Here's a simple implementation using Pytorch and Scipy's butter filter:
import torch as pt
from scipy import signal
import matplotlib.pyplot as pp
class ModifiedCrossEntropLoss(pt.nn.Module):
def __init__(self):
super(ModifiedCrossEntropLoss, self).__init__()
# filter_strength is the cut-off frequency of the low-pass filter.
# This value is always less than 1. Smaller values means that the moving
# average moves slower. This will make the training process more stable,
# but more epochs may be required to get good results.
filter_strength = 0.01
self.b, self.a = signal.butter(1, filter_strength) # filter coefficients
self.SN = []
self.SP = []
self.max_filter_window = 1000
def forward(self, input: pt.Tensor, target: pt.Tensor) -> pt.Tensor:
# assume target is a float tensor with 1s and 0s
# assume 1 indicates a positive result
assert list(input.shape) == list(target.shape), 'input shapes do not match'
assert (input >= 0.0).all(), 'input has negative values'
assert (target >= 0.0).all(), 'target has negative values'
assert (input <= 1.0).all(), 'input has values G.T. 1.0'
assert (target <= 1.0).all(), 'target has values G.T. 1.0'
eps = pt.finfo(input.dtype).tiny * 100 # for numerical stability, cannot take Log(0)

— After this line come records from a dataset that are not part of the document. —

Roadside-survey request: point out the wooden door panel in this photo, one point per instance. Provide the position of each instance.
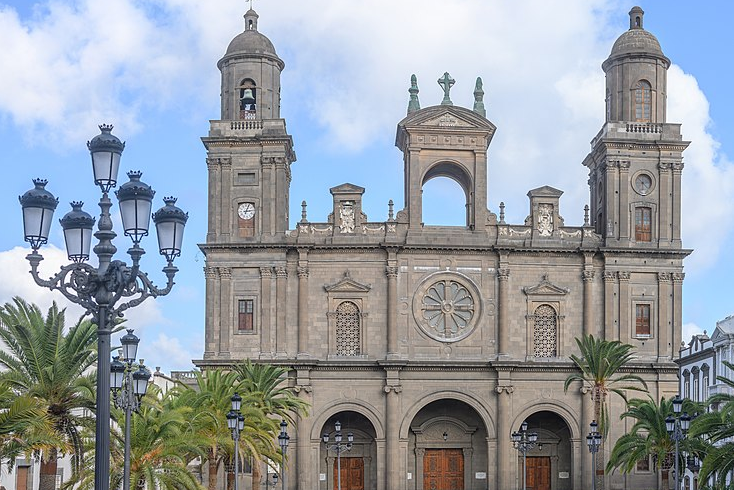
(352, 474)
(443, 469)
(538, 473)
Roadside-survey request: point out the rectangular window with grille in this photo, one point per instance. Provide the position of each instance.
(642, 320)
(643, 224)
(245, 315)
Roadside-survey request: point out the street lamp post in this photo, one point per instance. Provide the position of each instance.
(338, 448)
(98, 289)
(593, 440)
(677, 426)
(128, 389)
(283, 439)
(236, 423)
(524, 441)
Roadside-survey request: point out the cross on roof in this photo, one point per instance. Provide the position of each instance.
(446, 82)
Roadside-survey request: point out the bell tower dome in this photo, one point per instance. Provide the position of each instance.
(636, 73)
(250, 75)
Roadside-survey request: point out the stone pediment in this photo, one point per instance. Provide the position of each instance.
(545, 288)
(347, 188)
(347, 285)
(447, 117)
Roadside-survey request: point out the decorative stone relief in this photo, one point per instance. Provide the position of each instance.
(545, 219)
(346, 217)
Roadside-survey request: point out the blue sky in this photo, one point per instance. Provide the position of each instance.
(149, 68)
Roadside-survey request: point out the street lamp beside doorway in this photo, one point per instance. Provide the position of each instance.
(338, 447)
(524, 441)
(593, 440)
(106, 291)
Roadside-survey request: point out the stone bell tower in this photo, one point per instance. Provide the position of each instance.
(636, 160)
(249, 150)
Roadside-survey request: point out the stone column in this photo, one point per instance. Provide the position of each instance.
(212, 166)
(392, 391)
(504, 429)
(281, 303)
(624, 208)
(227, 210)
(303, 305)
(588, 278)
(304, 464)
(210, 346)
(266, 344)
(611, 332)
(225, 275)
(587, 415)
(503, 347)
(664, 333)
(391, 271)
(677, 170)
(677, 319)
(624, 307)
(665, 211)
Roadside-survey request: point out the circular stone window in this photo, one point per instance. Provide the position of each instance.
(447, 306)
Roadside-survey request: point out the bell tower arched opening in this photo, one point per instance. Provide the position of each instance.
(446, 195)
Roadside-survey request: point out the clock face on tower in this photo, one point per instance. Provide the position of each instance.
(246, 210)
(643, 183)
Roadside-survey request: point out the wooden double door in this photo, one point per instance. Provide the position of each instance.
(538, 473)
(443, 469)
(352, 474)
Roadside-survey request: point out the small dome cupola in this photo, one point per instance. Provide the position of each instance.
(636, 71)
(251, 20)
(250, 75)
(636, 17)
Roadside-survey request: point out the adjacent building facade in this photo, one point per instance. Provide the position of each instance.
(432, 344)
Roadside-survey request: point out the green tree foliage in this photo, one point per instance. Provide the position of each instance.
(53, 367)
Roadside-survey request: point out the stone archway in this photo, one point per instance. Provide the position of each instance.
(358, 465)
(550, 465)
(447, 446)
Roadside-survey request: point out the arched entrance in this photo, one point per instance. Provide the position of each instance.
(549, 465)
(358, 463)
(447, 447)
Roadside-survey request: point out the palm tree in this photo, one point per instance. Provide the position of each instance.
(45, 363)
(160, 449)
(716, 428)
(24, 427)
(264, 386)
(599, 364)
(209, 401)
(647, 438)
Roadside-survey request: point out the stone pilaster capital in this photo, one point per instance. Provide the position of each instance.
(665, 276)
(396, 388)
(225, 272)
(504, 388)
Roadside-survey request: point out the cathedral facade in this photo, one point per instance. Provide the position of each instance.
(432, 344)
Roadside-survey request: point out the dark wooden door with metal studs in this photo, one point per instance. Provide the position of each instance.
(538, 473)
(352, 474)
(443, 469)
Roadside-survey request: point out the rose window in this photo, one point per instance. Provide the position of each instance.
(446, 307)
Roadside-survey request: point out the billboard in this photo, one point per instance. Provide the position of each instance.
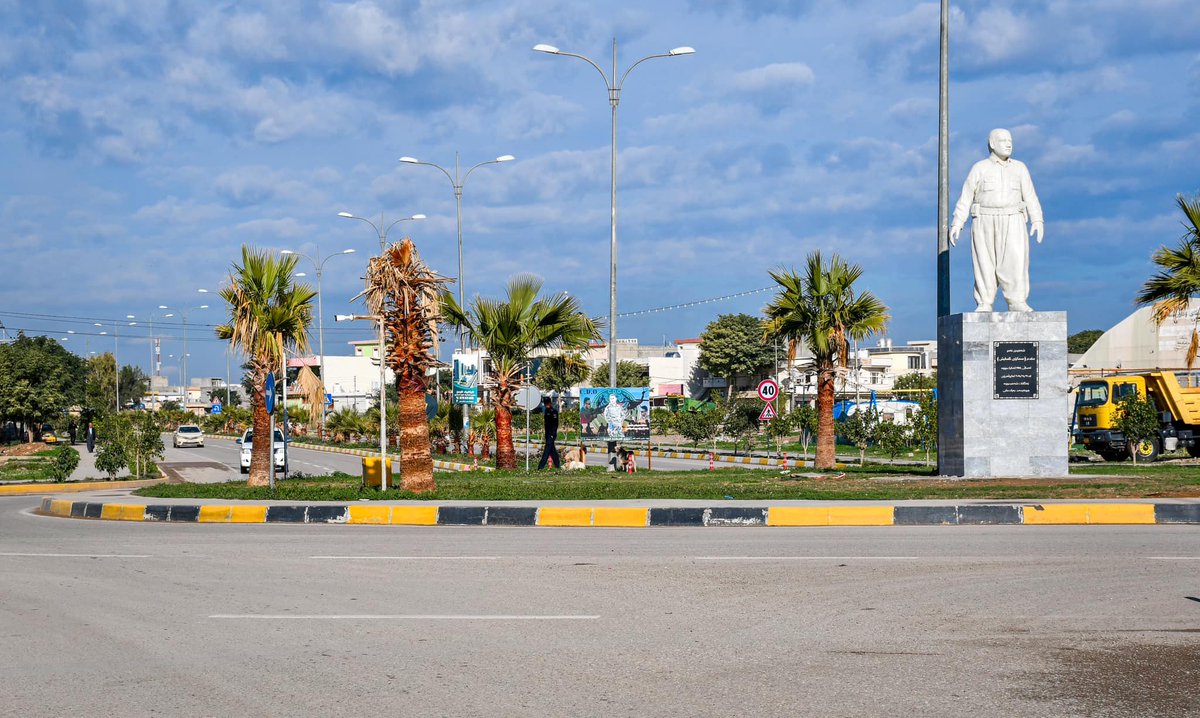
(466, 377)
(609, 414)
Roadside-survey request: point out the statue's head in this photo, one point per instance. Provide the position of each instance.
(1000, 142)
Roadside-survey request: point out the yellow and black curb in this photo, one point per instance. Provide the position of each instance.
(1027, 514)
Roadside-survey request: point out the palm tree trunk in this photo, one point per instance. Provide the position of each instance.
(826, 456)
(263, 442)
(505, 454)
(415, 461)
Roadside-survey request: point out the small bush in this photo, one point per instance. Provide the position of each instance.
(64, 464)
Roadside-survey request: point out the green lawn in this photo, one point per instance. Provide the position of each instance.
(877, 483)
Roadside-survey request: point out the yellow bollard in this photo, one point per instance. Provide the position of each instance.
(371, 472)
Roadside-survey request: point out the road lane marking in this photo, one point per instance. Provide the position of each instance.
(807, 557)
(407, 557)
(395, 617)
(82, 555)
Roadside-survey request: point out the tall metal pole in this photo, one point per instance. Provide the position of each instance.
(613, 100)
(943, 155)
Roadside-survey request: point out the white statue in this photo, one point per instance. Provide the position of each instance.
(999, 195)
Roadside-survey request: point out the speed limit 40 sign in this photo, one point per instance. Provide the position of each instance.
(768, 389)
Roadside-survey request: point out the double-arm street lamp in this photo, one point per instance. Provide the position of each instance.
(615, 88)
(457, 180)
(117, 363)
(183, 312)
(319, 264)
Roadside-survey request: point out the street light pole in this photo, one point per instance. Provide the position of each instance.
(321, 322)
(615, 88)
(457, 180)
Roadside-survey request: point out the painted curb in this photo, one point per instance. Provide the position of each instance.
(1027, 514)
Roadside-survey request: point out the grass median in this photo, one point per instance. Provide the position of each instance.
(870, 483)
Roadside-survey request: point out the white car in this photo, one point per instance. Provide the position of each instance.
(189, 435)
(246, 442)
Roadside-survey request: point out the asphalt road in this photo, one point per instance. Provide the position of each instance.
(217, 461)
(279, 620)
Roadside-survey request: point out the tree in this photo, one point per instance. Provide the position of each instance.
(562, 371)
(135, 384)
(629, 374)
(1137, 418)
(510, 330)
(1171, 289)
(733, 346)
(859, 430)
(269, 313)
(821, 309)
(39, 380)
(915, 381)
(405, 291)
(1081, 341)
(699, 426)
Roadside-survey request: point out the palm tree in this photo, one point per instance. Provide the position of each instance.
(405, 291)
(269, 313)
(509, 331)
(821, 309)
(1171, 289)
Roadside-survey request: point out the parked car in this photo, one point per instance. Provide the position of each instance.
(246, 442)
(189, 435)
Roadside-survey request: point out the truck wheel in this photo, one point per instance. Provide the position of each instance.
(1147, 452)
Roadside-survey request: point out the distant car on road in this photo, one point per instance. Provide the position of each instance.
(246, 442)
(189, 435)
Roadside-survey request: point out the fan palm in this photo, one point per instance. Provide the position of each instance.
(405, 291)
(509, 331)
(1171, 289)
(269, 313)
(820, 309)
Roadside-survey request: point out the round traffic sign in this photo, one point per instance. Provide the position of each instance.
(768, 389)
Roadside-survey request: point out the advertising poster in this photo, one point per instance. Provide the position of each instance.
(466, 378)
(611, 414)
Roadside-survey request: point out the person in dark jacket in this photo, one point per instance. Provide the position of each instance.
(550, 420)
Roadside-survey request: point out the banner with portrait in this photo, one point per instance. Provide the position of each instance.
(609, 414)
(466, 377)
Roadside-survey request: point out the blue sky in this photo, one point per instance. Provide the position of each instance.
(145, 142)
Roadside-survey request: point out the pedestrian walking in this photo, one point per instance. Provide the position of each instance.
(550, 420)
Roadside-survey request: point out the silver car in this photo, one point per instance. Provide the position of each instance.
(189, 435)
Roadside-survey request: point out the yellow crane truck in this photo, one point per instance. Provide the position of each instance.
(1179, 411)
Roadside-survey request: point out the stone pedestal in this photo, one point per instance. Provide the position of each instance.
(1002, 401)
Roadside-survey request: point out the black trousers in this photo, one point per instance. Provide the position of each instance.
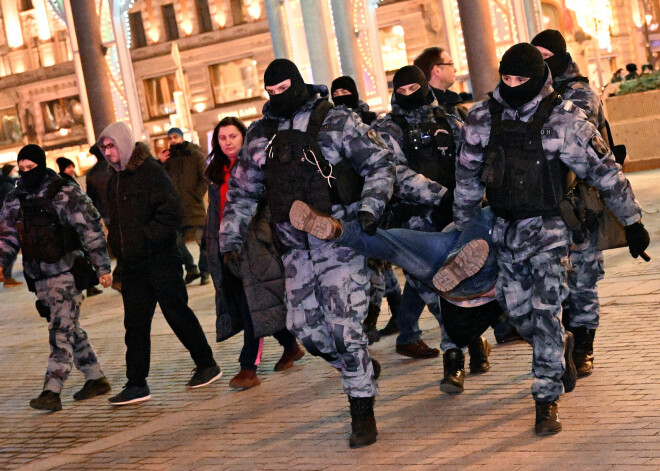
(159, 281)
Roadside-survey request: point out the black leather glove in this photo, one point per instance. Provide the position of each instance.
(638, 239)
(367, 222)
(232, 262)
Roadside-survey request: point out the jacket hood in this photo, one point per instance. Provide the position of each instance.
(139, 156)
(316, 93)
(528, 108)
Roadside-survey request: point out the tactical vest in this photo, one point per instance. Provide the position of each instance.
(43, 236)
(296, 169)
(429, 148)
(521, 182)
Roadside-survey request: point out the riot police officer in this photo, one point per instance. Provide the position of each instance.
(59, 232)
(519, 147)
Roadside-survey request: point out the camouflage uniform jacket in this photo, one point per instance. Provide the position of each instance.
(410, 185)
(73, 208)
(581, 94)
(568, 136)
(342, 136)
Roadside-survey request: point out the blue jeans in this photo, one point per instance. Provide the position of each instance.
(422, 254)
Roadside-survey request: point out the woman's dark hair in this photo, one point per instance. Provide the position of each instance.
(219, 161)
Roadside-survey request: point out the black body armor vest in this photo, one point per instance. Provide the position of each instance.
(43, 237)
(521, 182)
(296, 169)
(430, 149)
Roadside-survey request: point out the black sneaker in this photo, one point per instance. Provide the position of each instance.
(47, 400)
(131, 395)
(93, 388)
(204, 376)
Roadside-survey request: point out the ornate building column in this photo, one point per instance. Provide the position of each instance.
(479, 46)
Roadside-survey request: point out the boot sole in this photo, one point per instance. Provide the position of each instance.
(304, 219)
(131, 401)
(570, 375)
(467, 262)
(215, 378)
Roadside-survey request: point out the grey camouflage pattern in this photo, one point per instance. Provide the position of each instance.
(326, 315)
(69, 344)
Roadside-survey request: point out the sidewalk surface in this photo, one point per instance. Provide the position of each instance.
(299, 419)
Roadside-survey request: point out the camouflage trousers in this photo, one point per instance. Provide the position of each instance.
(586, 271)
(69, 344)
(326, 294)
(432, 301)
(533, 290)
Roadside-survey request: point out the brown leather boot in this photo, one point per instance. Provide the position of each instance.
(245, 379)
(307, 219)
(288, 357)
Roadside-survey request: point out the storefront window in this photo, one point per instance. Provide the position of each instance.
(235, 80)
(393, 47)
(160, 95)
(10, 130)
(62, 113)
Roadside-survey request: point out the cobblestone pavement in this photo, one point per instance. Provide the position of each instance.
(299, 420)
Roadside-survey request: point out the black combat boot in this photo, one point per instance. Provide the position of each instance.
(479, 350)
(583, 353)
(369, 323)
(547, 420)
(47, 400)
(394, 302)
(453, 362)
(363, 422)
(570, 374)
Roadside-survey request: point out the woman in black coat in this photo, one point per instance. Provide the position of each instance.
(254, 303)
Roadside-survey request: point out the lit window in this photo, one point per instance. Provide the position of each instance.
(235, 80)
(10, 127)
(160, 95)
(393, 47)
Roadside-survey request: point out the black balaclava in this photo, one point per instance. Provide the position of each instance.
(522, 60)
(285, 104)
(553, 41)
(405, 76)
(32, 179)
(347, 83)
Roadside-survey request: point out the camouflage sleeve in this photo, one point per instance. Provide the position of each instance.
(586, 99)
(246, 189)
(76, 209)
(410, 185)
(371, 158)
(587, 155)
(469, 192)
(9, 242)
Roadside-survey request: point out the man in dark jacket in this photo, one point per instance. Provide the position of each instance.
(145, 213)
(7, 184)
(185, 164)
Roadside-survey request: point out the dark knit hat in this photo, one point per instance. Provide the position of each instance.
(280, 70)
(175, 131)
(427, 59)
(63, 163)
(522, 60)
(7, 168)
(33, 153)
(552, 40)
(345, 82)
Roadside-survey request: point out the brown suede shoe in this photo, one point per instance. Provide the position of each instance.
(418, 349)
(466, 263)
(245, 379)
(288, 357)
(307, 219)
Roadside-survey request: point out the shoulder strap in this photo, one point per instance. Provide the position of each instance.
(317, 117)
(567, 83)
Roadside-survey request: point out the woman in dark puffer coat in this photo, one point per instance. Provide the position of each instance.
(256, 302)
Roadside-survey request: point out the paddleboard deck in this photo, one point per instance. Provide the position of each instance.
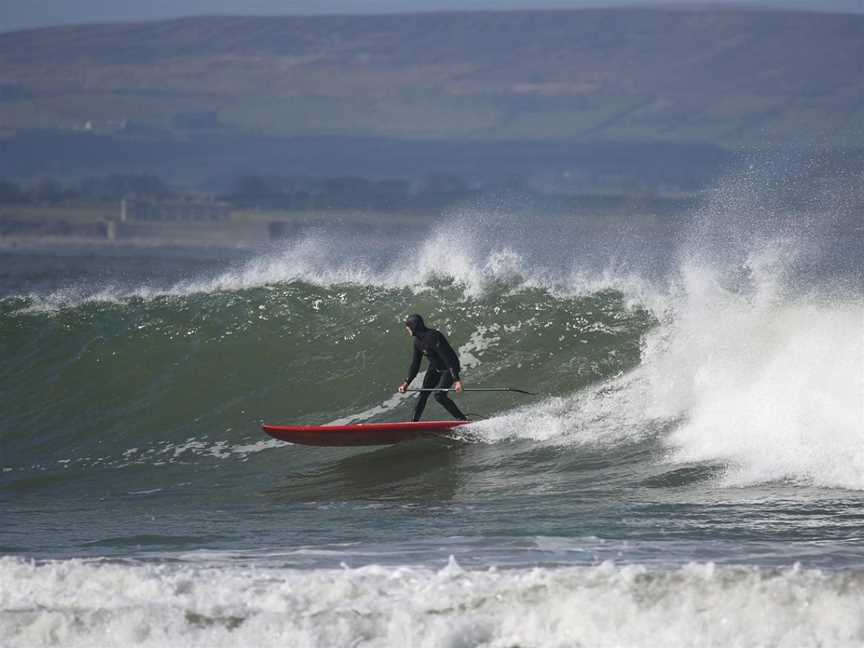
(360, 434)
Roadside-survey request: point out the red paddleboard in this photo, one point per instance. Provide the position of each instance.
(359, 433)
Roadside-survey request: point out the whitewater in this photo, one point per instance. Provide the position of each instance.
(691, 473)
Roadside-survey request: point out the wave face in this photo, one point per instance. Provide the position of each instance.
(698, 431)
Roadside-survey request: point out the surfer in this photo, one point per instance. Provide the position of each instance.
(443, 371)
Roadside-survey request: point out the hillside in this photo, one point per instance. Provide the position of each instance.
(727, 77)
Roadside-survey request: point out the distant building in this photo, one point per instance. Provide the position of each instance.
(189, 208)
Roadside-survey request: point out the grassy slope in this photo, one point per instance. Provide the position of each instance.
(730, 77)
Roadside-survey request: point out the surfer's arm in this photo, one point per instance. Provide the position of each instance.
(415, 366)
(448, 355)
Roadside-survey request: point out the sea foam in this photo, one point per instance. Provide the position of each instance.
(75, 603)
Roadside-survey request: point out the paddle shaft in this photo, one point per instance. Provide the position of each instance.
(433, 389)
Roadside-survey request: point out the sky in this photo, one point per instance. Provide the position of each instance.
(23, 14)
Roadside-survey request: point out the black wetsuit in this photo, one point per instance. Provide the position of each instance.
(443, 368)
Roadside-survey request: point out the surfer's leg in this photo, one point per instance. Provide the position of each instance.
(446, 382)
(429, 381)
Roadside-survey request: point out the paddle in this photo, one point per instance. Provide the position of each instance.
(513, 389)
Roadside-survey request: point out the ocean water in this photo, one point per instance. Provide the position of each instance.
(691, 472)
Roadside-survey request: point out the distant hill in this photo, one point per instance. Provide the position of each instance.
(726, 77)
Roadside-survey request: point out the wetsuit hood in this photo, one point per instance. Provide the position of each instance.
(415, 323)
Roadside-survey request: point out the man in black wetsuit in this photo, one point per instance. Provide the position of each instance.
(443, 371)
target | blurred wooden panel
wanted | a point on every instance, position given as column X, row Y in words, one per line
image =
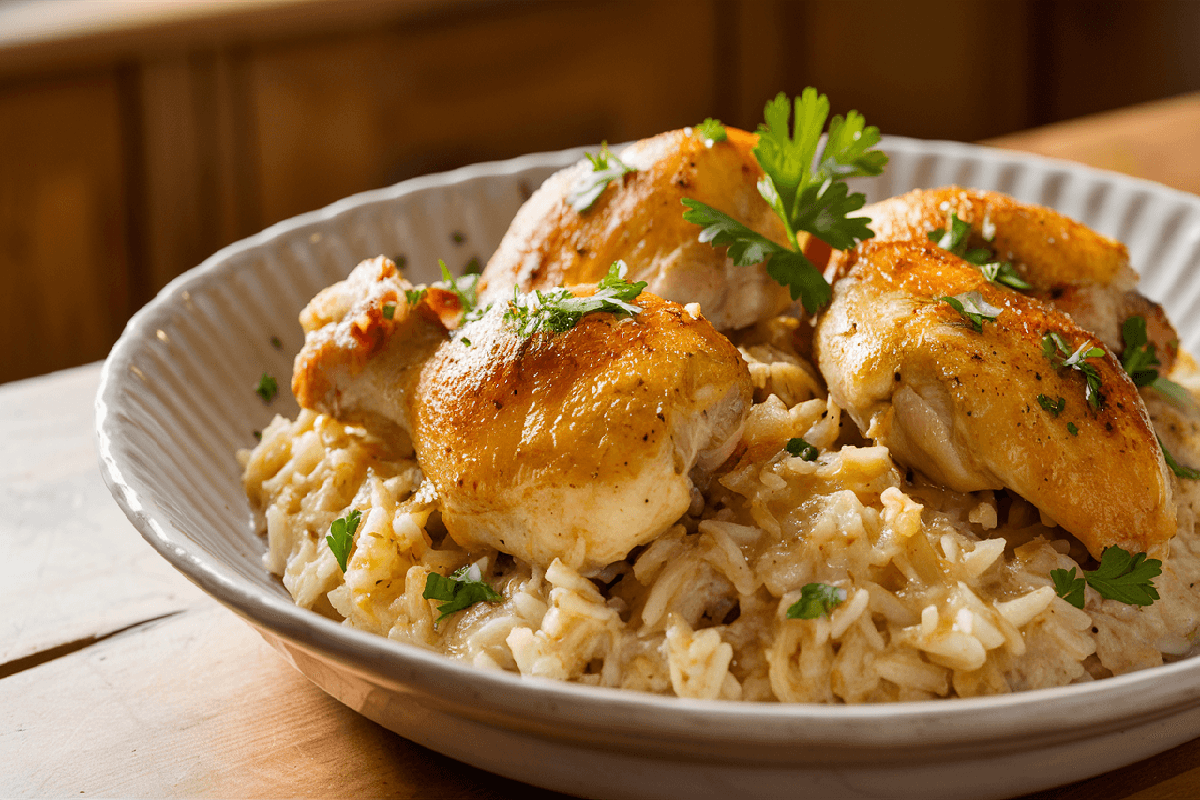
column 930, row 68
column 63, row 215
column 337, row 116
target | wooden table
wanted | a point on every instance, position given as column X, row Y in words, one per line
column 118, row 678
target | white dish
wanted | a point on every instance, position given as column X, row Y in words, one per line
column 175, row 403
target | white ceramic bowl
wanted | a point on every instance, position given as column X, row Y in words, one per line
column 175, row 403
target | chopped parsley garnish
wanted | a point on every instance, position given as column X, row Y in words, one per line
column 711, row 131
column 605, row 168
column 341, row 536
column 802, row 449
column 558, row 310
column 973, row 308
column 816, row 600
column 954, row 239
column 1054, row 407
column 267, row 388
column 1002, row 274
column 466, row 288
column 1068, row 587
column 816, row 202
column 462, row 589
column 1121, row 576
column 1180, row 470
column 1060, row 356
column 1140, row 360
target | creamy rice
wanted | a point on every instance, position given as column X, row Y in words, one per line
column 946, row 594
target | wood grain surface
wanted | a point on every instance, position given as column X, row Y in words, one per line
column 118, row 678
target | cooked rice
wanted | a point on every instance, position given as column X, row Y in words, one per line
column 946, row 594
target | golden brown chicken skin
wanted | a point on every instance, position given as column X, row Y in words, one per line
column 365, row 344
column 639, row 218
column 576, row 445
column 1067, row 264
column 963, row 405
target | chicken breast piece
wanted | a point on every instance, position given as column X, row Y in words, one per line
column 365, row 344
column 576, row 445
column 639, row 218
column 1075, row 269
column 963, row 405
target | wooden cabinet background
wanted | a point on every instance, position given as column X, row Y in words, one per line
column 126, row 158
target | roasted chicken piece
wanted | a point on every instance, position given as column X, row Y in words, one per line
column 966, row 407
column 576, row 445
column 1067, row 264
column 639, row 218
column 365, row 344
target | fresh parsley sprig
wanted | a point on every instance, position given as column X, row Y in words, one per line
column 973, row 308
column 816, row 600
column 1180, row 470
column 605, row 168
column 802, row 449
column 1121, row 576
column 1059, row 354
column 711, row 132
column 954, row 239
column 462, row 589
column 558, row 310
column 805, row 199
column 341, row 536
column 1140, row 360
column 267, row 388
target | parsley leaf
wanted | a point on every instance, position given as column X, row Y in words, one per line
column 816, row 600
column 814, row 200
column 954, row 239
column 1055, row 349
column 711, row 131
column 1121, row 576
column 1054, row 407
column 605, row 168
column 1068, row 587
column 973, row 308
column 1126, row 577
column 559, row 311
column 1140, row 360
column 267, row 388
column 802, row 449
column 341, row 536
column 1186, row 473
column 462, row 589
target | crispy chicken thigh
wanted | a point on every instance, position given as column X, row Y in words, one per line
column 963, row 405
column 1069, row 265
column 576, row 445
column 639, row 218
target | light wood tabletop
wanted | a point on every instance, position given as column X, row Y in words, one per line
column 118, row 678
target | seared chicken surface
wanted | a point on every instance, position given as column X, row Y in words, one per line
column 576, row 445
column 639, row 218
column 1069, row 265
column 963, row 405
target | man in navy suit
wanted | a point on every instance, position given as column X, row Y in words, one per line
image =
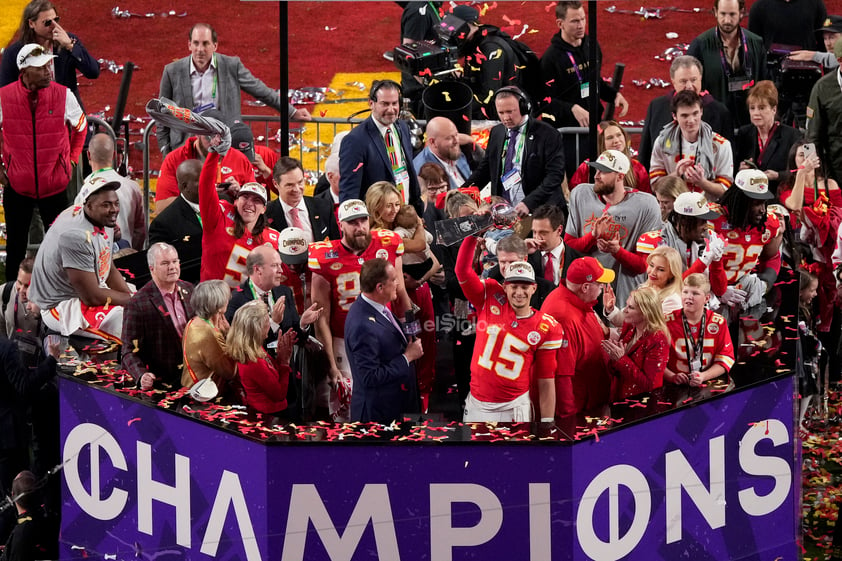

FN_penalty = target * pt.log(input + eps)
FP_penalty = (1 - target) * pt.log(1 - input + eps)
SN, SP = self.filter_SP_SN_history()
SNP = SN + SP
return -1 * pt.mean(2 * (SN / SNP * FN_penalty) + (SP / SNP * FP_penalty))
def filter_SP_SN_history(self):
# add 0.5
SN = signal.lfilter(self.b, self.a, self.SN[-self.max_filter_window:])[-1] + 0.5
SP = signal.lfilter(self.b, self.a, self.SP[-self.max_filter_window:])[-1] + 0.5
return SN, SP
def add_to_history(self, SN, SP):
# subtract 0.5 so that signal.lfilter by default returns 0
self.SN += [SN - 0.5]
self.SP += [SP - 0.5]
def plot(self, figure=None):
'''
Use this to visualize SN/SP, example code:
criterion = ModifiedCrossEntropLoss()
for i in range(100):
criterion.add_to_history(0.25, 0.75)
for i in range(100):
criterion.add_to_history(0.4, 0.6)
criterion.plot(figure=1)
'''
if figure is None:
pp.figure()
else:
pp.figure(figure).clf()
pp.plot(self.SN, label='SP')
pp.plot(self.SP, label='SP')
pp.plot(signal.lfilter(self.b, self.a, self.SN), c='#000000', alpha=0.5, linestyle=':')
pp.plot(signal.lfilter(self.b, self.a, self.SP), c='#000000', alpha=0.5, linestyle=':')
pp.legend()
pp.xlabel('Epochs')
Your training look would look something like this:
criterion = ModifiedCrossEntropLoss()
for e in range(epochs):
for b in range(batch_size):
input, target = get_training_data()
y = model(input)
loss = criterion(y, target)
optim.zero_grad()
loss.backward()
optim.step()
SN, SP = calculate_SN_SP()
criterion.add_to_history(SN, SP)
criterion.plot()